Polyether-polyols (PEPOs) belonging to foaming polymer are based on the polyoxyalkylene glycols (e.g., dipropylene glycol), the higher alkyleneoxy polyols (e.g., polypropylene glycol), and also ethylene or propylene oxide (EO or PO respectively) adducts of polyfunctional alcohols and polyfunctional amines such as pentaerythritol, sorbitol, 2,2,6,6.-tetrakis(hydroxymethyl)cyclohexanol, triethanolamine, and polyoxybutylene glycols [1]. PEPOs are important macromonomers utilized for the synthesis of polyurethane elastomers and crosslinked PUR foams [1,2,3,4,5,6]. In this synthesis, the alkali-catalyzed anionic polymerization takes place, where different di- or polyfunctional starting alcohols (initiators) with epoxides (ethylene and/or propylene oxide) react at high temperature (>100 °C) and pressure [7]. To obtain a well-characterized product, one shall control the selectivity of propagating reactive species. This is possible by utilization methods such as controlled or living polymerization [8]. From a mechanism point of view, the main synthesis routes involve ring-opening (ROP) of epoxides by either coordination or ionic mechanism.

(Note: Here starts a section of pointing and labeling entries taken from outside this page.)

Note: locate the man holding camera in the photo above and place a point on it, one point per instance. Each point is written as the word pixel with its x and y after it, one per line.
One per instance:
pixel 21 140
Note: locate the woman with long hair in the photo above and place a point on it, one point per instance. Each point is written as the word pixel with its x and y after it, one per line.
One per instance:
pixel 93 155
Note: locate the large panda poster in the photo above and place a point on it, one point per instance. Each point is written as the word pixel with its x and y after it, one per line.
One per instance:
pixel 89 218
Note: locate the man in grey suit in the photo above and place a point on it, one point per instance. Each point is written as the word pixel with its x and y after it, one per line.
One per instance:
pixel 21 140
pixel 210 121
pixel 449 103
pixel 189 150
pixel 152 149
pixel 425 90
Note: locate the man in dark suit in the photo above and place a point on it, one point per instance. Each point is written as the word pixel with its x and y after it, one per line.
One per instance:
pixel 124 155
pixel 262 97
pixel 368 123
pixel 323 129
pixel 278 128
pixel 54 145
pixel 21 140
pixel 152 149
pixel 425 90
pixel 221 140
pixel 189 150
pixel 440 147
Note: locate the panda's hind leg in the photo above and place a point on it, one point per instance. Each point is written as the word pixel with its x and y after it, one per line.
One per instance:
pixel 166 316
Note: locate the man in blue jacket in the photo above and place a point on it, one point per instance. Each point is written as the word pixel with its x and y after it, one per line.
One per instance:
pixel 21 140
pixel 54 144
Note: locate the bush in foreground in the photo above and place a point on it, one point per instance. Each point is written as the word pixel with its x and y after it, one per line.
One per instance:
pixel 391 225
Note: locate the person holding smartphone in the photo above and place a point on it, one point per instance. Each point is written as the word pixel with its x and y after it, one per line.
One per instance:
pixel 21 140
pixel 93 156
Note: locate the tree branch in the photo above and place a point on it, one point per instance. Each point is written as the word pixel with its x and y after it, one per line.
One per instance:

The anionic polymerization enables the control of the features of the final product, such as molar mass or dispersity [8]. In the polyethers synthesis, several crucial factors must be taken into consideration, such as ring strain and polymerization enthalpy, as they directly influence epoxide reactivity and polymerization kinetics. It was also proven that electronic and steric factors associated with the nature of the ring substituent, as well as reaction conditions (temperature and solvent), could play an important role [9].

Recently [10], we used for initiation dipotassium salts of different glycols (e.g., di- or tripropylene ones, activated 18-crown-6 (18C6)). It allowed preparing bimodal PPOs containing fraction with two terminal OK groups (M_n~10,000) and fraction with allyloxy and OK terminal groups (M_n~30,000). Both kinds of terminal groups can be easily converted to OH ones [1]. The structure of the polyols influences the property of the polyurethanes. Hence this can be a factor controlled by the selection of the length and composition of the polyether chains and the functionality (f) of the monomers [11]. In this way, PEPOs create a group of polymers whose members are characterized by a variety of properties. If flexibility is urged, polyols are synthesized with low functionality initiators such as dipropylene glycol (f = 2) or glycerine (f = 3). On the other side, if rigidity is required, then high functionality initiators such as sucrose (f = 8), sorbitol (f = 6), toluenediamine (f = 4) are used. Tetra- and higher functional PEPOs are usually obtained in the reaction of an alkylene oxide (ethylene oxide, propylene oxide, butylene oxide) with a polyol possessing four or more hydroxyl groups [8].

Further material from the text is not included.